Loin de nous l'idée de remettre en cause le bien-fondé de cet acquis culturel, il s'agit plutôt de s'interroger sur la mission réelle dévolue à celle-ci durant son règne.
«AU Gabon, le concours Miss Gabon se limite encore à l'aspect festif (...). J'aimerais que pour les années à venir, le Comiga puisse ébaucher de bonnes perspectives d'avenir qui feront de la Miss une ambassadrice de bonne volonté et un vrai symbole. On n'élit pas une Miss pour la confiner dans l'anonymat. Au contraire, on doit l'aider,... » Ces propos de Lynn Shelly Miyendzi Sanda, Miss Gabon 2004, parus dans notre édition d'hier, corroborent les plaintes déjà émises en leur temps par deux autres Miss l'ayant précédé : Aïsha Sidi en 2001 et Chérie Yoni Tsango en 2002.

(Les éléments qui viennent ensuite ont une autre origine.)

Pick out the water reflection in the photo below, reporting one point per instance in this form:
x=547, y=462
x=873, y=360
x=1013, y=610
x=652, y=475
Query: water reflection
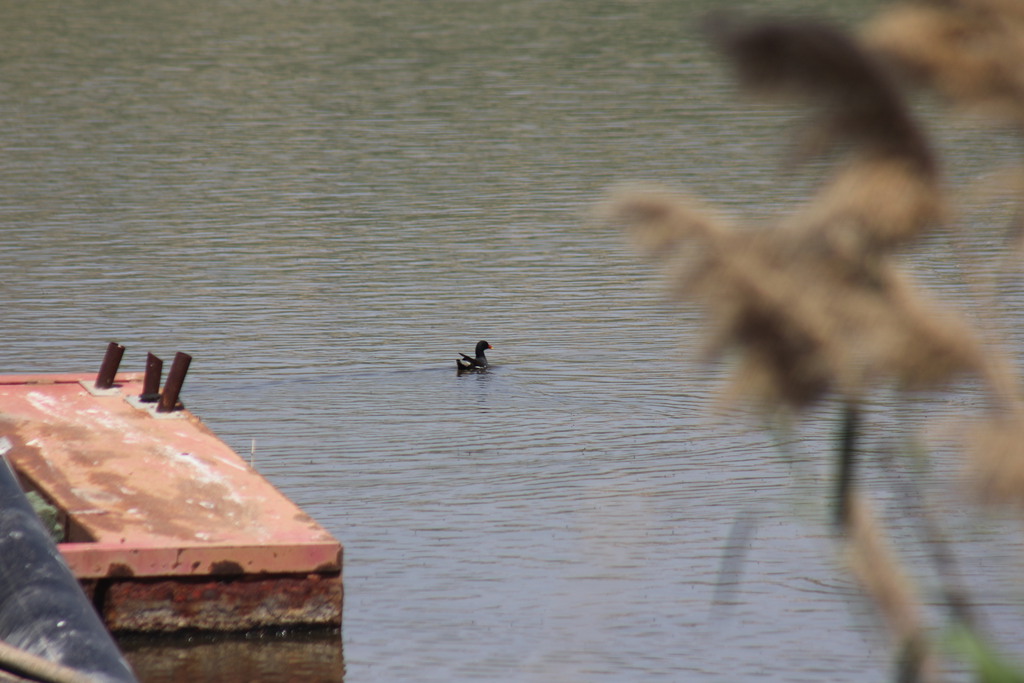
x=311, y=656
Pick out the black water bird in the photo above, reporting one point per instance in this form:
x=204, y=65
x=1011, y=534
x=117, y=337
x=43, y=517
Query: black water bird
x=473, y=365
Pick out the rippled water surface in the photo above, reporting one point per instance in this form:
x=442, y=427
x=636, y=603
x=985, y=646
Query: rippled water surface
x=325, y=202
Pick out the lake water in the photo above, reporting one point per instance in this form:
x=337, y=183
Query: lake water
x=324, y=202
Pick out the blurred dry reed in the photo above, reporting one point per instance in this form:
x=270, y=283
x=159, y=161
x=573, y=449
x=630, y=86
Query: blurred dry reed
x=814, y=304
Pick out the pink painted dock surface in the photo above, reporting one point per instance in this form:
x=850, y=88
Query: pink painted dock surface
x=147, y=496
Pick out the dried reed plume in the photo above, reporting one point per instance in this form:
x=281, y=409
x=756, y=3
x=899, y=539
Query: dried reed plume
x=872, y=561
x=813, y=306
x=806, y=323
x=971, y=51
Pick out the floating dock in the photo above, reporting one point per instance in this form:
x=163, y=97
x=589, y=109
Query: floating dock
x=164, y=525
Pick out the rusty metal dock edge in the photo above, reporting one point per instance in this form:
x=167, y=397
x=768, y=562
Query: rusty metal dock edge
x=166, y=526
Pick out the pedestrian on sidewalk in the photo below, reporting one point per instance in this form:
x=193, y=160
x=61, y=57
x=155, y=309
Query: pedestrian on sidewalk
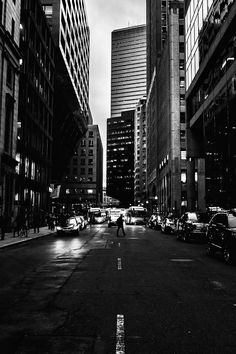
x=16, y=225
x=36, y=221
x=120, y=225
x=3, y=225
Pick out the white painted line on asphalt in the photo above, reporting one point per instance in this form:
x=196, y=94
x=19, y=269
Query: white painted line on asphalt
x=119, y=264
x=181, y=260
x=120, y=334
x=217, y=284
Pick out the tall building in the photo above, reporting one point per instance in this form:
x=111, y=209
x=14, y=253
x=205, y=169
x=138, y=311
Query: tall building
x=82, y=187
x=157, y=27
x=211, y=100
x=120, y=158
x=128, y=86
x=166, y=127
x=9, y=81
x=35, y=119
x=128, y=68
x=68, y=22
x=140, y=153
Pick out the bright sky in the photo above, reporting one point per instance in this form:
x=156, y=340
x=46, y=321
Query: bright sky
x=104, y=16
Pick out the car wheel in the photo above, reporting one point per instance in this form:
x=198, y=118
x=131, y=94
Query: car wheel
x=185, y=237
x=178, y=235
x=227, y=255
x=210, y=250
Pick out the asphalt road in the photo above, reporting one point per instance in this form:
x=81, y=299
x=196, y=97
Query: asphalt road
x=146, y=293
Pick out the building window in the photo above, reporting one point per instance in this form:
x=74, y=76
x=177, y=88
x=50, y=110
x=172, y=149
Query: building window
x=10, y=75
x=181, y=47
x=1, y=6
x=48, y=9
x=9, y=124
x=182, y=117
x=13, y=28
x=181, y=30
x=183, y=177
x=183, y=155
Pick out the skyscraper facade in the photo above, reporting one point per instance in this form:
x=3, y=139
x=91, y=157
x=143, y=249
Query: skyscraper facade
x=140, y=152
x=68, y=22
x=128, y=68
x=9, y=81
x=83, y=180
x=128, y=86
x=35, y=119
x=211, y=99
x=120, y=157
x=157, y=26
x=166, y=127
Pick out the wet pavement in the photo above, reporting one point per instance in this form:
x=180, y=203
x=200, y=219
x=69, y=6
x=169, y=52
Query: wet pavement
x=10, y=240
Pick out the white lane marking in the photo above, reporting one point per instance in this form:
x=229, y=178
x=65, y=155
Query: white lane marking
x=217, y=284
x=181, y=260
x=120, y=334
x=119, y=264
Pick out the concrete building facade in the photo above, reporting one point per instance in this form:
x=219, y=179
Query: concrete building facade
x=211, y=100
x=69, y=26
x=84, y=175
x=128, y=86
x=9, y=91
x=120, y=158
x=35, y=118
x=166, y=127
x=156, y=27
x=140, y=153
x=128, y=68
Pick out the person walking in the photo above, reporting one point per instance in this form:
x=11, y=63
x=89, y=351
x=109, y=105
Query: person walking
x=16, y=225
x=3, y=224
x=120, y=225
x=36, y=221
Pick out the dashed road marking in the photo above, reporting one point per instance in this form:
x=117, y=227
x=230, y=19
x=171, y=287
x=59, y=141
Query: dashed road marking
x=119, y=264
x=120, y=334
x=181, y=260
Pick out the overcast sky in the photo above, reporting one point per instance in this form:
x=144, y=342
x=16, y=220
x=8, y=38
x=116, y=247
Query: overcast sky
x=104, y=16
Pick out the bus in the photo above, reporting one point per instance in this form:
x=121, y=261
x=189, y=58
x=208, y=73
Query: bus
x=136, y=215
x=96, y=216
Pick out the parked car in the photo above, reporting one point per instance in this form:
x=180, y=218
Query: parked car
x=168, y=225
x=82, y=221
x=192, y=225
x=154, y=222
x=221, y=235
x=68, y=226
x=113, y=216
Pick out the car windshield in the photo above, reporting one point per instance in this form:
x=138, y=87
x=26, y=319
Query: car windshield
x=71, y=221
x=232, y=221
x=200, y=217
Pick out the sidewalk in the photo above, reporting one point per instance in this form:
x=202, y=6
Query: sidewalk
x=10, y=240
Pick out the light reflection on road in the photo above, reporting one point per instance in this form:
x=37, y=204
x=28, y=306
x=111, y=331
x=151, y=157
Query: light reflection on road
x=72, y=244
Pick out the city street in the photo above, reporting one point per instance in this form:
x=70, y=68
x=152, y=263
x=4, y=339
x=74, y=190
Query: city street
x=145, y=293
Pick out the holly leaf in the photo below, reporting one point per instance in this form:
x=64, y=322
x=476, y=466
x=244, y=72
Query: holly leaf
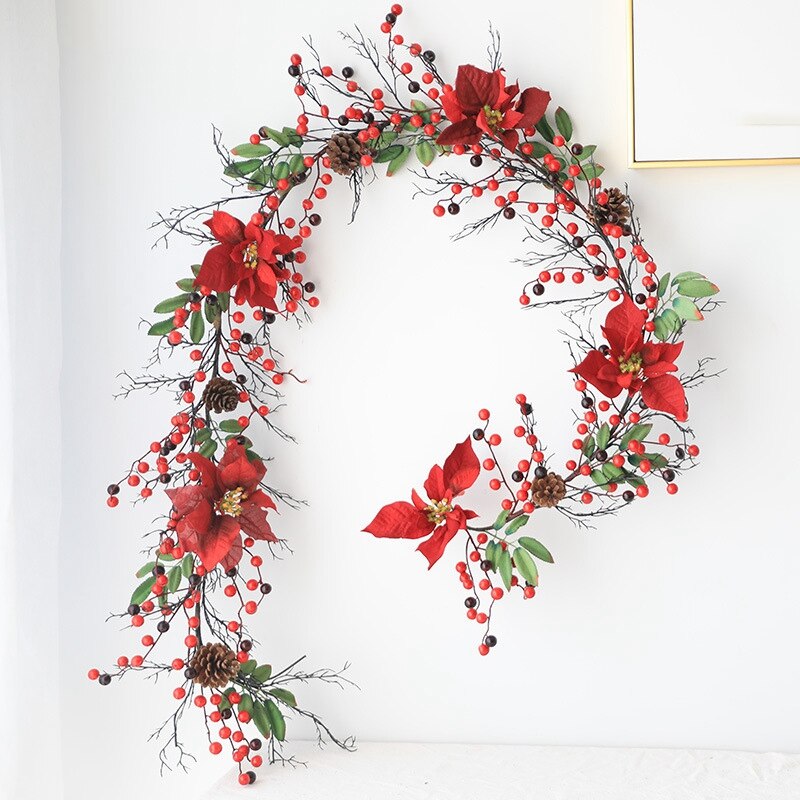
x=526, y=566
x=249, y=150
x=505, y=568
x=536, y=548
x=563, y=123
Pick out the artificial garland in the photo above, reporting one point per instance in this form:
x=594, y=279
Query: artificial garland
x=630, y=429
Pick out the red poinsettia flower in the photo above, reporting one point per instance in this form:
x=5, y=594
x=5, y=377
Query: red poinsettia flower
x=634, y=364
x=247, y=258
x=212, y=515
x=438, y=516
x=482, y=103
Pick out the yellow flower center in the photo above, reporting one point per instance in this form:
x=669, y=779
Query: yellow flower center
x=438, y=511
x=250, y=256
x=231, y=502
x=632, y=365
x=493, y=117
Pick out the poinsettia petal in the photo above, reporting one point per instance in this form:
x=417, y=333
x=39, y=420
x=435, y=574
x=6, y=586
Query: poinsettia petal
x=452, y=108
x=400, y=520
x=591, y=369
x=435, y=486
x=654, y=352
x=665, y=393
x=477, y=88
x=623, y=328
x=253, y=521
x=463, y=132
x=510, y=140
x=433, y=548
x=217, y=542
x=417, y=500
x=532, y=105
x=461, y=468
x=217, y=272
x=225, y=227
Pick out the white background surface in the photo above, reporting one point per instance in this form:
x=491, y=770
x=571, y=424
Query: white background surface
x=716, y=85
x=674, y=625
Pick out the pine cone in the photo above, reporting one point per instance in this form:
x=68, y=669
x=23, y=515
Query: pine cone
x=221, y=395
x=549, y=491
x=344, y=152
x=616, y=210
x=214, y=665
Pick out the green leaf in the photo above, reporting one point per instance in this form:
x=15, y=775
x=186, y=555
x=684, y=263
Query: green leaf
x=613, y=472
x=386, y=138
x=197, y=327
x=526, y=566
x=212, y=311
x=262, y=673
x=637, y=432
x=145, y=569
x=501, y=520
x=563, y=123
x=248, y=667
x=590, y=171
x=187, y=565
x=666, y=324
x=544, y=129
x=230, y=426
x=246, y=704
x=249, y=150
x=697, y=287
x=540, y=149
x=686, y=309
x=208, y=448
x=389, y=154
x=397, y=162
x=276, y=720
x=517, y=524
x=174, y=578
x=281, y=170
x=598, y=477
x=504, y=568
x=279, y=138
x=142, y=591
x=536, y=548
x=261, y=720
x=588, y=151
x=161, y=328
x=425, y=152
x=239, y=169
x=172, y=303
x=285, y=696
x=261, y=178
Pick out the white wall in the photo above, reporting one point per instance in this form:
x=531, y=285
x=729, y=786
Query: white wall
x=673, y=625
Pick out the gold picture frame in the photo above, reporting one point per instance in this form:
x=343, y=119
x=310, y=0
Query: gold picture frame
x=717, y=162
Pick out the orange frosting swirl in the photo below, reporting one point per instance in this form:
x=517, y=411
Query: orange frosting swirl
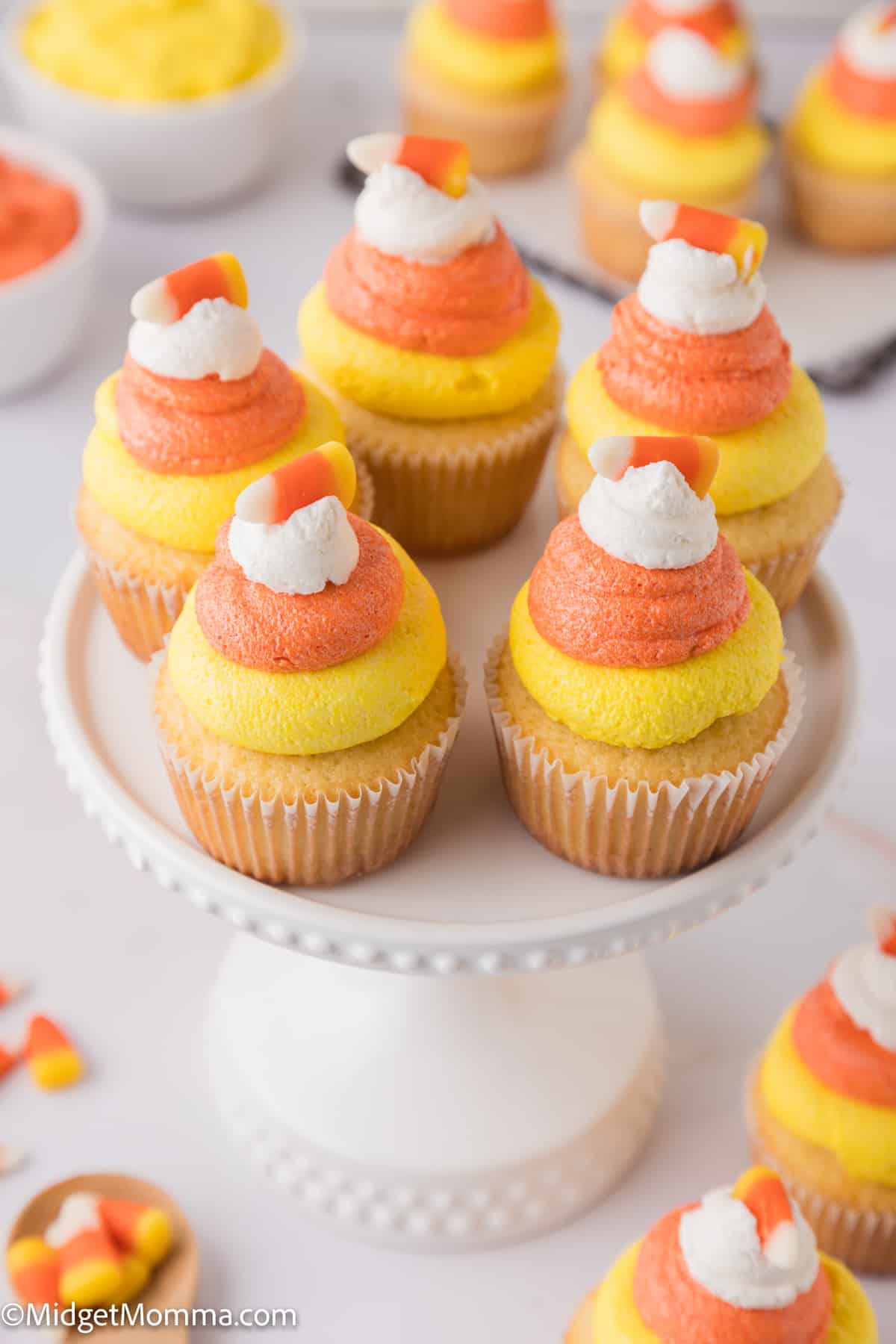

Ce "confinement dans l'anonymat" paraît, aux yeux des observateurs, non au fait des réalités des couloirs du Comité Miss Gabon (Comiga), comme une inaptitude de nos reines de beauté à valoriser la fonction de Miss Gabon. Laquelle est quasiment absente des causes de bonne volonté ou humanitaires. Ce problème posé de la gestion du mandat des Miss donne l'impression que le Comiga avait mis la charrue avant les boeufs lors de la conception et du lancement de cette compétition de beauté.
Sinon, comment comprendre qu'après quatre éditions, peu d'observateurs appréhendent la finalité de ce concours pour les lauréates, dont l'absence sur le terrain social contraste avec leur présence quasi-exhibitionniste lors des manifestations à caractère festif. Si la mission première de Miss Gabon est de revaloriser la beauté gabonaise, elle a aussi le devoir de s'engager dans des causes nobles. En s'appropriant, par exemple, certains fléaux sociaux pour en faire un cheval de bataille durant leur mandat.
Et la société gabonaise est telle que les causes à défendre ou les maux à combattre ne manquent as. La lutte contre le sida et autres maux qui minent la jeunesse comme la délinquance juvénile et ses corollaires (alcoolisme, tabagisme, déscolarisation), le trafic et l'exploitation des enfant, le paludisme qui tue plus que le sida peuvent susciter des vocations.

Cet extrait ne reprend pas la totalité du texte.